The diffident man, in some cases seldomer, and in some oftener and in a more glaring manner, deserts the cause of truth, and by that means is the cause of misrepresentation, and indirectly the propagator of falshood. But he is constant and sincere as far as he goes; he never lends his voice to falshood, or intentionally to sophistry; he never for an instant goes over to the enemy’s standard, or disgraces his honest front by strewing it in the ranks of tyranny or imposture. He may undoubtedly be accused, to a certain degree, of dissimulation, or throwing into shade the thing that is, but never of simulation, or the pretending the thing to be that is not. He is plain and uniform in every thing that he professes, or to which he gives utterance; but, from timidity or irresolution, he keeps back in part the offering which he owes at the shrine where it is most honourable and glorious for man to worship.

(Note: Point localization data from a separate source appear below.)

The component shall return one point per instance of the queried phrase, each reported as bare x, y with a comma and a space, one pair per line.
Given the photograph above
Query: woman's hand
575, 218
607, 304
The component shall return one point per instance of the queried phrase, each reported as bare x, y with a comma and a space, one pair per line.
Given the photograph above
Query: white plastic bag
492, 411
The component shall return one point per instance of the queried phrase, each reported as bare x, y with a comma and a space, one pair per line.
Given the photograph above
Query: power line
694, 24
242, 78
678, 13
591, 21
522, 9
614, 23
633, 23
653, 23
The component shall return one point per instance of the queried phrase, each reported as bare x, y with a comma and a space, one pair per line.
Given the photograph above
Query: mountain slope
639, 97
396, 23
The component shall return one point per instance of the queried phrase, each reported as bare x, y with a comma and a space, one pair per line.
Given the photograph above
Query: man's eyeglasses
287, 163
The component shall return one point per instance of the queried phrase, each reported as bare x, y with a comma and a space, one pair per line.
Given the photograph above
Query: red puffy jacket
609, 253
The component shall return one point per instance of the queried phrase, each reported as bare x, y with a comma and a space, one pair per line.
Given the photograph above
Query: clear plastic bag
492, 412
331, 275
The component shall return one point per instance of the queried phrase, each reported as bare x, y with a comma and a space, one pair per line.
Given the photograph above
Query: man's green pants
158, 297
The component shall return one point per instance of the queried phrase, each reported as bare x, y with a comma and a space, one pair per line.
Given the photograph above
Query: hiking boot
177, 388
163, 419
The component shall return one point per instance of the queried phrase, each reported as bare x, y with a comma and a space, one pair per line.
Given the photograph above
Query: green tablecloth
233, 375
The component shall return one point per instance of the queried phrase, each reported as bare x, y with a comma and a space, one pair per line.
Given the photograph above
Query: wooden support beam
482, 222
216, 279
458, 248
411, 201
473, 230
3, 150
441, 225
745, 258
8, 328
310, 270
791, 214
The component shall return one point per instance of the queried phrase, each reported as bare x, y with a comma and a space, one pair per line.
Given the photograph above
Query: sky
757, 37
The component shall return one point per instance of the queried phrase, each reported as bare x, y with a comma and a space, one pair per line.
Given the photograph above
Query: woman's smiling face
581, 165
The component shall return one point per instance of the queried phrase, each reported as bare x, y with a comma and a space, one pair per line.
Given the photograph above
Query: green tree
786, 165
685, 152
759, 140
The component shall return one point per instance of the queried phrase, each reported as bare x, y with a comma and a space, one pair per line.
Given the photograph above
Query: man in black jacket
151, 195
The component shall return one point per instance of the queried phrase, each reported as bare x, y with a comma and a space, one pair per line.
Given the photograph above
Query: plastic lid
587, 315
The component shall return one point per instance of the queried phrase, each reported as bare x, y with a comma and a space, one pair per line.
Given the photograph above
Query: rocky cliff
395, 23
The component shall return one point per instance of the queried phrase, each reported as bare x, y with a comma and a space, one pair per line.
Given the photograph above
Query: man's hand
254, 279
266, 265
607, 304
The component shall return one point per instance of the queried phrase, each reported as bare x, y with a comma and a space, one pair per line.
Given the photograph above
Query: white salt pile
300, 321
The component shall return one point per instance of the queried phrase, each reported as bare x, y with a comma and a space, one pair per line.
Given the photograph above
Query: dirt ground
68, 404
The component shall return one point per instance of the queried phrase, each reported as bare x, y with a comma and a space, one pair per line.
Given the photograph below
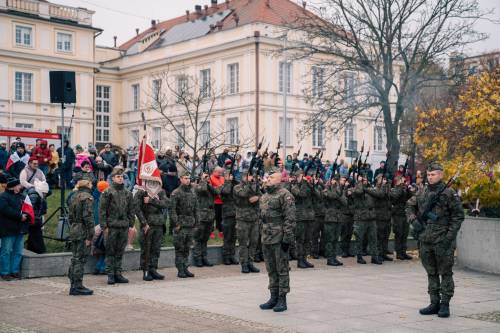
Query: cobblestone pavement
352, 298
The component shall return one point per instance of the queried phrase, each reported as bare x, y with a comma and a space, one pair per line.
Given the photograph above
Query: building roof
221, 16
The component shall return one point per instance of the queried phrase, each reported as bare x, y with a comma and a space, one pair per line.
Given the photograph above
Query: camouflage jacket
399, 196
334, 201
246, 211
228, 208
205, 194
184, 211
277, 211
81, 215
303, 193
152, 212
448, 212
116, 207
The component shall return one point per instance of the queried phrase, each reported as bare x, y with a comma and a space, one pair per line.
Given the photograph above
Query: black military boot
376, 260
281, 305
301, 263
146, 276
206, 263
155, 275
119, 278
272, 301
444, 310
252, 268
111, 279
245, 269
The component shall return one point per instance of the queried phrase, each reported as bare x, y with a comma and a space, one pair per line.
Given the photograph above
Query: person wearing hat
116, 216
184, 215
13, 227
437, 234
277, 211
31, 173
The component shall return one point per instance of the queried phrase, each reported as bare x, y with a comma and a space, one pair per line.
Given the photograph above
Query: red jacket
42, 153
217, 181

And this brings me back again to the subject of the immediately preceding Essay, the propriety of voting by ballot.
The very essence of this scheme is silence. And this silence is not merely like that which is prompted by a diffident temper, which by fits is practiced by the modest and irresolute man, and by fits disappears before the sun of truth and through the energies of a temporary fortitude. It is uniform. It is not brought into act only, when the individual unhappily does not find in himself the firmness to play the adventurer. It becomes matter of system, and is felt as being recommended to us for a duty
Nor does the evil stop there. In the course of my ordinary communications with my fellow-men, I speak when I please, and I am silent when I please, and there is nothing specially to be remarked either way. If I speak, I am perhaps listened to; and, if I am silent, it is likely enough concluded that it is because I have nothing of importance to say. But in the question of ballot the case is far otherwise. There it is known that the voter has his secret. When I am silent upon a matter occurring in the usual intercourses of life where I might speak, nay, where we will suppose I ought to speak, I am at least guilty of dissimulation only. But the voter by ballot is strongly impelled to the practice of the more enormous sin of simulation. It is known, as I have said, that he has his secret. And he will often be driven to have recourse to various stratagems, that he may elude the enquirer, or that he may set at fault the sagacity of the silent observer. He has something that he might tell if he would, and he distorts himself in a thousand ways, that he may not betray the hoard which he is known to have in his custody. The institution of ballot is the fruitful parent of ambiguities, equivocations and lies without number.